Me volví y le miré. Me devolvió una mirada desafiante. La cirugía era impecable, no parecía desequilibrada ni deforme. No tenía derecho a lamentarme por una pérdida que sólo existía en mi mente. Nadie le había mutilado por la fuerza; había tomado la decisión de forma consciente. No tenía derecho a desear devolverle la «salud».

Sin embargo, todavía me sentía afectado y enfadado. Aún quería castigarle por lo que me había arrebatado.
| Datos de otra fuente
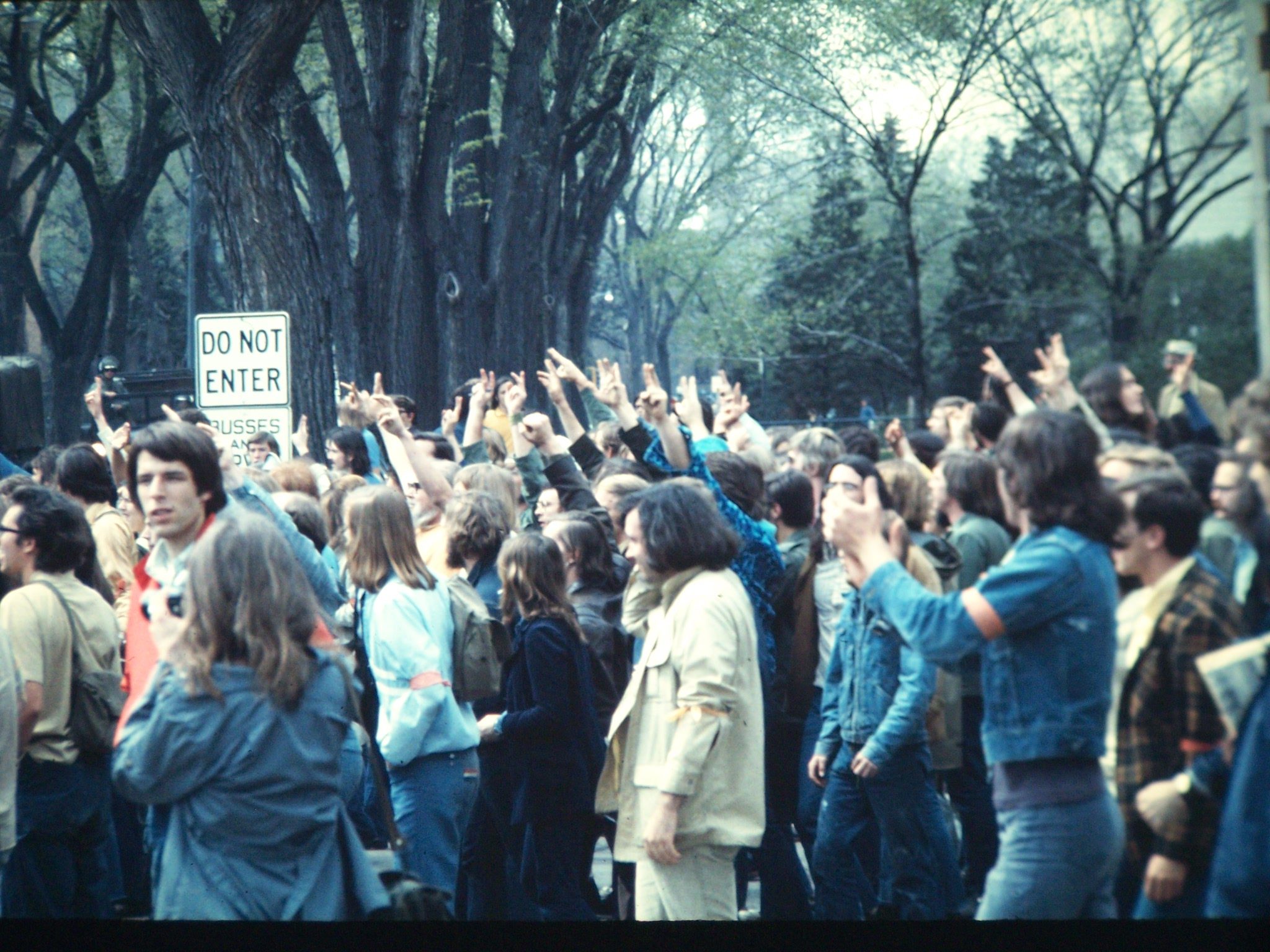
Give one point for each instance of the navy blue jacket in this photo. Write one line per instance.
(1240, 876)
(550, 731)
—¿Adónde te lleva eso? —pregunté con ironía—. ¿La extirpación de los instintos animales te confiere una visión interior más amplia y valiosa? No me digas que puedes conectar con la sabiduría perdida de los santos célibes medievales.

—No. —Akili sonrió divertida—. Pero el sexo tampoco ofrece más de lo que puede dar un chute de heroína, por mucho que las sectas sermoneen sobre los «misterios tántricos y la comunión de las almas». Dale a uno de RM un par de setas mágicas y te dirá, sinceramente, que acaba de tirarse a Dios. Porque el sexo, las drogas y la religión dependen de los mismos fenómenos neuroquímicos simples: la adicción, la euforia y la excitación; y todos son igualmente fútiles.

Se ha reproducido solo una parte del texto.